I am less fond of the Steed additions: the vents might look better when the GS is completed so I am either way on them; however, the tongue coming out of the left bracer looks wrong to me.


----------



## Jaraka (Mar 18, 2011)

Thanks for the comments guys - here's hoping I see a proper EC army option in the new codex!

I'm hoping that post green stuff and a nice luck of paint will give the steed faces and lash tongue on the left bracer a demonically possessed armour feel. I guess only time will tell - ill post more soon... Providing I don't get caught up doing Eldar.


----------



## Jaraka (Mar 18, 2011)

*New Noise Back packs, Princes and Predators*

Sorry I've been away for a while, here is a bunch more stuff to swell the Legion...


----------



## Jaraka (Mar 18, 2011)

And some more...


----------



## Gothic (May 12, 2008)

I love the demon princes nice vibrant colours and great conversions +rep (if I can give it)


----------



## Jaraka (Mar 18, 2011)

Thanks Gothic - I appreciate it!
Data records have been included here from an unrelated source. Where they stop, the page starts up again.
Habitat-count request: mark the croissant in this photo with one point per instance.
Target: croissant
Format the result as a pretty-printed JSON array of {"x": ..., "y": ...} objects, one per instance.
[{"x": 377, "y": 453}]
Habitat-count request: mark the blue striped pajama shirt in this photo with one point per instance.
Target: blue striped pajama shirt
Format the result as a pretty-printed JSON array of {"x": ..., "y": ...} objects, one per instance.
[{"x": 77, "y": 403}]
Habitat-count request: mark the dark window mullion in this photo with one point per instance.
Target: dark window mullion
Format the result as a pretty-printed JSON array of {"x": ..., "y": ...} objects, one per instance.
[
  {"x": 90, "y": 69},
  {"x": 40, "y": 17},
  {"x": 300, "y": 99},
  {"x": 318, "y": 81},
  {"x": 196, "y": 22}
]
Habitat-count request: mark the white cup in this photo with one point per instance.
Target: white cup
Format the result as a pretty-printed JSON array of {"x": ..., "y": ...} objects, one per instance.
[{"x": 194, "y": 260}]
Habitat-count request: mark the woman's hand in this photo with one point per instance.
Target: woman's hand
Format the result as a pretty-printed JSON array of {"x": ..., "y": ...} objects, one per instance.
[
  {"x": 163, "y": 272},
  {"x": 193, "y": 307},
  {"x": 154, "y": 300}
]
I'm considering converting my Predators to Sonic Preds next, using Dreadnought Blastmasters... Its just real frustrating waiting for this Legions codex as I am spread pretty thin trying to make a themed Emperor's Children Army competitive!


----------



## Midge913 (Oct 21, 2010)

Some more great looking stuff mate. The DPs are definitely well done.


----------



## newtjedi (May 8, 2012)

aBSOLUTELY AWESOME!


----------



## ondskapt (Feb 16, 2011)

Your army is really awesome ! Very nice and clean paint , congratulations ! Nothing much to say, except I wish I could face it


----------



## lockeF (Feb 18, 2011)

That second DP actually kinda scares me. Its honestly a bit intimidating. I love the painting and although I dislike the emperors children (purely based on fluff and their arrogance), I love your models. +rep for the DPs and such.


----------



## Jaraka (Mar 18, 2011)

Thanks for all your comments and rep folks - its nice to have intimidating princes too


----------



## jaysen (Jul 7, 2011)

Beautiful army man. I love the EC. +rep


----------



## Disciple_of_Ezekiel (May 23, 2010)

Ohhh man, I guess I passed right over your log mate, sorry! With that being said....

AWESOME! Seriously, I love the soft look of the blended shoulder pads and the pale complection on the skin of the troops. Your Daemon prince looks fantastic, well done with the conversion. Your army has a great Slaanesh thing going on, again, well done mate.

+Rep

Regards,
DoE


----------



## Kharole (Jun 12, 2012)

Wow looks great!! Your a really talented painter!! would like to see a Daemon Prince though. Keep it up. Especially like the NM carrying the Slaanesh icons on their packs


----------



## zacktheRipper (Jan 23, 2012)

I'm eagerly awaiting more. 

Your models are a perfect example of an EC army, one that screams corruption and excess without, like another poster put it, 'being in your face'. Well DONE.


----------



## Dgoody (Jul 8, 2012)

My favorite conversion is your fabius bile guy. I also have to agree that your DPrinces are scary good, the second one has the I'm-going-to-swallow-your-soul look. Awsome job, keep up the good work and hang in there with the up coming dex, we're all dying to get it.


----------